Starring: Colin Firth, Geoffrey Rush, Helena Bonham-Carter, Guy Pearce Director: Tom Hooper Category: IIB
With the award season frenzy over, most will have heard about what makes The King's Speech tick. If the Oscars it won are any guide, the film's achievement must lie either in the acting, primarily Colin Firth's (right) incredibly nuanced performance as stammering monarch George VI, or director Tom Hooper's deft delivery of a lush British-period film oozing human warmth and likeability.
Valid as these may be, the key to understanding the appeal of The King's Speech lies elsewhere. It's to be found in a scene buried in the middle of the film, in which the future George VI (or Bertie, as he's mostly known on screen) gets an earful from his father, George V (Michael Gambon). Having just shown his son how to deliver an eloquent Christmas address on the radio, the patriarch laments how the modern royals are effective only if they can 'invade people's homes and ingratiate with them'.
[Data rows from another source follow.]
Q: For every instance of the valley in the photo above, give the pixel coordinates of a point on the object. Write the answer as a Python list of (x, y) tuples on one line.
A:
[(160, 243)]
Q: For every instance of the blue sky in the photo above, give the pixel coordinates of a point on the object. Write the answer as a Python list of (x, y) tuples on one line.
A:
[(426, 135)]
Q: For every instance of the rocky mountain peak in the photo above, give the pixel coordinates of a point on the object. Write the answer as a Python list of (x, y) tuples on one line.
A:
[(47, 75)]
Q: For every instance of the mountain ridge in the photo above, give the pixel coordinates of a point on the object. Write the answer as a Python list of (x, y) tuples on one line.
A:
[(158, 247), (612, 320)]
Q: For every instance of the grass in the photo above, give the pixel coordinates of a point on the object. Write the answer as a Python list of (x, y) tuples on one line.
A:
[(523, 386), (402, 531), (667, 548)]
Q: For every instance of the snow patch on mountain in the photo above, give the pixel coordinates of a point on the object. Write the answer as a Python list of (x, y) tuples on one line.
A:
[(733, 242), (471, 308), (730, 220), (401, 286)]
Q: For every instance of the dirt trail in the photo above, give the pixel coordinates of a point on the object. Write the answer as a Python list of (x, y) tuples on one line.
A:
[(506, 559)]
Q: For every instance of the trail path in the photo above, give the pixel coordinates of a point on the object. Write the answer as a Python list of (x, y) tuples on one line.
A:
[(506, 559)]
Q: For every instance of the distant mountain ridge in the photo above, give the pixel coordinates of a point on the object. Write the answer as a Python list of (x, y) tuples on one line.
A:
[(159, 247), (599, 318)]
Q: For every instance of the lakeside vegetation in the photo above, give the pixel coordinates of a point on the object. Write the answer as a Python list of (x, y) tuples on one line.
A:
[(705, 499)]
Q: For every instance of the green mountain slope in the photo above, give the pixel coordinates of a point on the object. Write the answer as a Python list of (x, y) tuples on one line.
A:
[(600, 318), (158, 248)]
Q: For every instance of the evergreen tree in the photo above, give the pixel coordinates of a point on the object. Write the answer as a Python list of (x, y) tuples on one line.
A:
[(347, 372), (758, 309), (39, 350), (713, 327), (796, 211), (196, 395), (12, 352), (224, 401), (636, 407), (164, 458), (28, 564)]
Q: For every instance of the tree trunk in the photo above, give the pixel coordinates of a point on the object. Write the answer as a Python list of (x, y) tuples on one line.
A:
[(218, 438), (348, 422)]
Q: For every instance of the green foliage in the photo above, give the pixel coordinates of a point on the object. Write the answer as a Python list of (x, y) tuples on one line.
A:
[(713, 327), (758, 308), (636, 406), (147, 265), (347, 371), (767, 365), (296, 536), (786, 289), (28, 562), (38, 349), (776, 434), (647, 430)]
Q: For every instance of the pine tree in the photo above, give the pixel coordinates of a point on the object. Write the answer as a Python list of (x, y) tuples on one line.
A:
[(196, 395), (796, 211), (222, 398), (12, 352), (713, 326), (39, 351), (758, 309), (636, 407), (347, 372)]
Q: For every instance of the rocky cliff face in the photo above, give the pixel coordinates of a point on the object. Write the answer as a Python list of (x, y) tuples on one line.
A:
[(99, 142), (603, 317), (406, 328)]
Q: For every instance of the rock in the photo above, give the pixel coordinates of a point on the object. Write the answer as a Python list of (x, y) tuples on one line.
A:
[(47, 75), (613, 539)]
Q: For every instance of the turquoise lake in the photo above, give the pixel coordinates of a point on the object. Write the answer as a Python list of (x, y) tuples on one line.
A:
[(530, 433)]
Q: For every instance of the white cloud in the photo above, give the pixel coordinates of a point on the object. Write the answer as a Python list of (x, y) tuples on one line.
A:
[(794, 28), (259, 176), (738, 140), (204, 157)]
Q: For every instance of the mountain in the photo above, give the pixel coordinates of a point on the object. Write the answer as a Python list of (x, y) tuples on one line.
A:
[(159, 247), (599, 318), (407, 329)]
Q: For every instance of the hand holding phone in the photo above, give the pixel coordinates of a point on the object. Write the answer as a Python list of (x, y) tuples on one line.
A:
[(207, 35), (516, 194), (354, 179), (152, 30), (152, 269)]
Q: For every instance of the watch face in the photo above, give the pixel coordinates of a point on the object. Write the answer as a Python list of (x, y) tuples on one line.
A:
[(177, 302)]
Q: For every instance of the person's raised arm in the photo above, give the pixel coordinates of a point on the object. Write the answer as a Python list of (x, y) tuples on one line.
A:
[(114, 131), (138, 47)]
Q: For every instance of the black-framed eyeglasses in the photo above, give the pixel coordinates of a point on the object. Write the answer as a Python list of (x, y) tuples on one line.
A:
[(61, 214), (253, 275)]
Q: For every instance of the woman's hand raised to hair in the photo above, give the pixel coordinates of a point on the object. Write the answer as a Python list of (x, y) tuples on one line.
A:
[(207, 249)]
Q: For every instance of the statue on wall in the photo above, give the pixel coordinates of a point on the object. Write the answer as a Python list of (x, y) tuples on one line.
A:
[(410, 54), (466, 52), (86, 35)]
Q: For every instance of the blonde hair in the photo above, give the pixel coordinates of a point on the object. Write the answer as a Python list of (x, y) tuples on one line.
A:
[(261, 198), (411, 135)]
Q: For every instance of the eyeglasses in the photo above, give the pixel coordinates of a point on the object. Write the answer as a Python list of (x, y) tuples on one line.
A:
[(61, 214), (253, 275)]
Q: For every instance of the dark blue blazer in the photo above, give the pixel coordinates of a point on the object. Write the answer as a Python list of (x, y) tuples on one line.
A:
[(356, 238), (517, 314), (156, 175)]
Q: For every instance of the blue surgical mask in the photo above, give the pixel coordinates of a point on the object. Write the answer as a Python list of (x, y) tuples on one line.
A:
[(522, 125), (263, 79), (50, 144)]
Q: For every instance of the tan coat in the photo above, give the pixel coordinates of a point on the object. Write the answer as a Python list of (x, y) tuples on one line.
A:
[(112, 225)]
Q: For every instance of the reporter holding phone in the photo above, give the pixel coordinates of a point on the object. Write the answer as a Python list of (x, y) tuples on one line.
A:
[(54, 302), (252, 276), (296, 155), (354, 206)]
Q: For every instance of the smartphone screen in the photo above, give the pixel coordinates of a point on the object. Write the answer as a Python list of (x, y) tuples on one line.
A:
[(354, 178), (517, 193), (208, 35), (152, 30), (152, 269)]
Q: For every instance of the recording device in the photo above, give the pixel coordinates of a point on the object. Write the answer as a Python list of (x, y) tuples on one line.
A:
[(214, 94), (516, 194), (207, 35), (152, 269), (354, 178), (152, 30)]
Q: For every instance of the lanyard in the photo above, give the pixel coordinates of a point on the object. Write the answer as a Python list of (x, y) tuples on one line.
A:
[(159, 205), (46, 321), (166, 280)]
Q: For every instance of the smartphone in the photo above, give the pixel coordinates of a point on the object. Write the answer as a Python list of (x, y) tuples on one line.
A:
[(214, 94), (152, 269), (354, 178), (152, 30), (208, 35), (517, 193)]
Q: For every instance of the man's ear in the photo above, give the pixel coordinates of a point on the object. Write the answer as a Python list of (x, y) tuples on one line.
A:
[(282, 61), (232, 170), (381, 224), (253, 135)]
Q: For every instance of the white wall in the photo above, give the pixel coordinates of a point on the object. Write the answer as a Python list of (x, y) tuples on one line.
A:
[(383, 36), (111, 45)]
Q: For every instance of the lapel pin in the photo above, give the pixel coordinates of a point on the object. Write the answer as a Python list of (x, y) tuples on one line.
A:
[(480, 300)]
And invade Bertie does, in one of The King's Speech's most comical scenes. He and his wife, Elizabeth - the future Queen Mother, her arrogance rendered splendidly by Helena Bonham-Carter - visit the home of his speech therapist, Lionel Logue (Geoffrey Rush) for an ice-thawing session after an earlier falling out. A conversation re-establishes their bond. Startled by his wife's unexpected return home, Logue tries to hide Bertie away and says, 'I haven't told her - about us.' A bromance is thus asserted, one that revives the dramatic chestnut of a relationship struck across class lines.
What makes The King's Speech compelling drama is David Seidler's screenplay, which enhances the real-life story of Bertie's Logue-assisted recovery of speech with sharp observations about someone who finds himself wrestling with a regard and responsibility he doesn't relish. Firth portrays a man with a self-doubting complex brought about by his impediment and the long shadows cast by his authoritarian father and worldly elder brother (Edward VIII, played as a playboy bully by Guy Pearce).
Bertie's dalliance with a commoner is all very well, but The King's Speech stands as the latest in a genre of film that seeks to re-establish the British royal family as the country's guardian and moral compass.